A la distancia rescato mi primera impresión en ese momento como de maravilla y buena disposición por lo simple, claro y hasta obvio de la propuesta, que conjugaba lo teatral, lo corporal y lo socio-político. Quedaban para mí claramente abrochados los conceptos de Derechos Humanos y Derechos del Cuerpo. Y al trabajar siluetas de tamaño real, sacando moldes del contorno de personas, la aparente impersonalidad del contorno se llenaba de contenido, de sexualidad, de “alma”, que prestábamos a los que ya no estaban. En las siluetas se abrochaban la vida y la muerte, la presencia y la ausencia. Las siluetas eran un Mundo Interno abierto como una hoja en blanco donde sin pensarlo nos proyectábamos vivos y evocábamos las dolorosas ausencias.

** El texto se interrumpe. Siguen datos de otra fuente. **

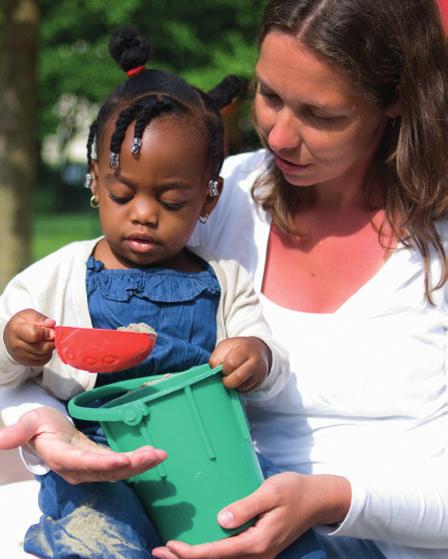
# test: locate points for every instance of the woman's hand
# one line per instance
(286, 504)
(29, 338)
(70, 453)
(246, 362)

En ese trabajo se hizo carne para mí que la dictadura también torturó y marcó mi cuerpo al arrebatarme la piel de mis amigos.

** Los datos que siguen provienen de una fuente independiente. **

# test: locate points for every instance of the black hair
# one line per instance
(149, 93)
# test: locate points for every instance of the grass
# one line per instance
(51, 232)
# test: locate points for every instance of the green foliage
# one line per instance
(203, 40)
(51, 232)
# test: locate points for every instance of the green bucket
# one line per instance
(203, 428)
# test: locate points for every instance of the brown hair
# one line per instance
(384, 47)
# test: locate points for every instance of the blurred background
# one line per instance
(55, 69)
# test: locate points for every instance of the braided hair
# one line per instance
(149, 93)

Nunca más pude utilizar para el Trabajo Corporal la técnica de las siluetas a tamaño real como las había usado en la Plaza. Antes, nosotros nos acostábamos y marcábamos la silueta del cuerpo con fibrones o crayones, y dependiendo del objetivo del trabajo, dibujábamos huesos y órganos para estudiar anatomía o llenábamos la silueta en forma individual o grupal, con colores y collages, como parte de un taller de expresión corporal y de un análisis del propio cuerpo. Cada intento de repetir la experiencia me corría un frío por el cuerpo, el frío de la ausencia, y tuve que cambiar de estrategia. Desde entonces y hasta el día de hoy uso siluetas impresas tamaño A4.